The get together was a December house party, one of 2,000 organized by the political action group MoveOn.org, involving more than 10,000 people around the U.S. one December night. Laura and Joey Kenig and daughter Zane hosted the event in Ely, and a dozen or so friends came to potluck and watch Gore's blockbuster documentary. Through a computer hook up we saw dots on a map representing the other house parties across the U.S. and viewed the questions that each group sent out to Gore. Via conference call he talked with participants in real time. No, he doesn't plan to run for president again. He's got his mission, which is to show us the reality of global warming and bring us to the point where we're willing to face this environmental crisis and take action.

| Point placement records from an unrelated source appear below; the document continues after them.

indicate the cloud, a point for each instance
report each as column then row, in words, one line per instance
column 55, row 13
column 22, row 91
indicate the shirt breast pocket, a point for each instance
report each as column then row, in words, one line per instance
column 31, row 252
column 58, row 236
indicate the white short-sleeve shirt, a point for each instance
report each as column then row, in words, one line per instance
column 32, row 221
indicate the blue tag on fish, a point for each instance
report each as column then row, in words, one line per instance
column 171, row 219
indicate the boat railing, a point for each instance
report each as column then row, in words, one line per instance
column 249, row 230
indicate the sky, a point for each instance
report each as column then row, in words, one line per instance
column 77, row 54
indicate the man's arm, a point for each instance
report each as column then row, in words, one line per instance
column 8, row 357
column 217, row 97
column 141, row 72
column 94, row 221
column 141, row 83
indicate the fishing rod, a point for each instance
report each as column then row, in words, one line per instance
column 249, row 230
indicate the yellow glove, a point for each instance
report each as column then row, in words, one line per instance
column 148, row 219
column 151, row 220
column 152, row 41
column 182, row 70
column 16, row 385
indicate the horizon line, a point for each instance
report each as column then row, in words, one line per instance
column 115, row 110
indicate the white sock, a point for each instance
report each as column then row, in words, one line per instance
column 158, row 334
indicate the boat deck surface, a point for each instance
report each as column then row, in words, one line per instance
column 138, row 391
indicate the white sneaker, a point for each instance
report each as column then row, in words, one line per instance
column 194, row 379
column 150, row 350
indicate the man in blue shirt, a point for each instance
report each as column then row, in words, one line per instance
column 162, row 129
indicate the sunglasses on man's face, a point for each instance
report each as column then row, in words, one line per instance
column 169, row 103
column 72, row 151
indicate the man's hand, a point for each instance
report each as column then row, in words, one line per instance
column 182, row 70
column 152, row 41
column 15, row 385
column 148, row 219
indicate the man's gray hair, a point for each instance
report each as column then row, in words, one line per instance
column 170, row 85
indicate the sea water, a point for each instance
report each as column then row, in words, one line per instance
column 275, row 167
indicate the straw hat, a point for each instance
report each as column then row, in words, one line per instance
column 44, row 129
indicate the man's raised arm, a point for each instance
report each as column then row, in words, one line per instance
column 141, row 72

Gore effectively challenges the misconceptions that have kept us from dealing with the issue. For example, those who deny the existence of global warming profess a variety of alternate scenarios: the cities are just heating up with no effect on the overall warming of the planet. Or maybe, we're experiencing a temporary climate change because of a meteor that crashed in Siberia in the early 20th century.
Back to reality: Gore tells of a study published in the authoritative Science magazine that analyzed 928 randomly selected peer-reviewed science journal articles on global warming over the last 10 years. The percentage of those articles that expressed doubt about the cause of global warming: 0 percent.
Another significant study analyzed all of the articles on global warming over the past 14 years in four major US newspapers. Of the 636 articles in the popular press, the percentage of those in doubt about the cause of global warming: 53 percent. The disconnect between science and the popular press is extraordinary.
As Mark Twain said, "Denial ain't just a river in Egypt."
Thank goodness for the individuals, communities and corporations that are awakening to the immediacy of the problem and taking action. In 2005 Minnesotan Lonnie Dupre undertook the first summer crossing of the Arctic Ocean, while collecting scientific data and reporting back on global climate change.
Lee Frelich, founder and director of the University of Minnesota Center for Hardwood Ecology, has spoken in Ely and around the state on the effects of global warming, earthworm invasion and fire on the northern forests. Over the next 100 years, he predicts northeastern Minnesota could become warmer and either wetter or dryer than it is now. Will the BWCAW trade in the cold-loving black spruce for an oak savannah?
A year ago Will Steger, Ely's own Arctic explorer, created a foundation and the Global Warming 101 initiative through which he educates, empowers and informs the public and influences state and federal policy on climate issues.
The folks at the Ely house party are donating copies of the book and video of "An Inconvenient Truth" to libraries in downtown Ely, the high school and at Vermilion Community College.
I'd encourage you to check out the book or video. The good news is that we can work to begin turning around the disastrous climate changes that otherwise await us and the generations to follow. The bad news is that they're already upon us—as evident as the warming ocean and a polar bear that likely won't survive the 40-mile swim to the next ice floe.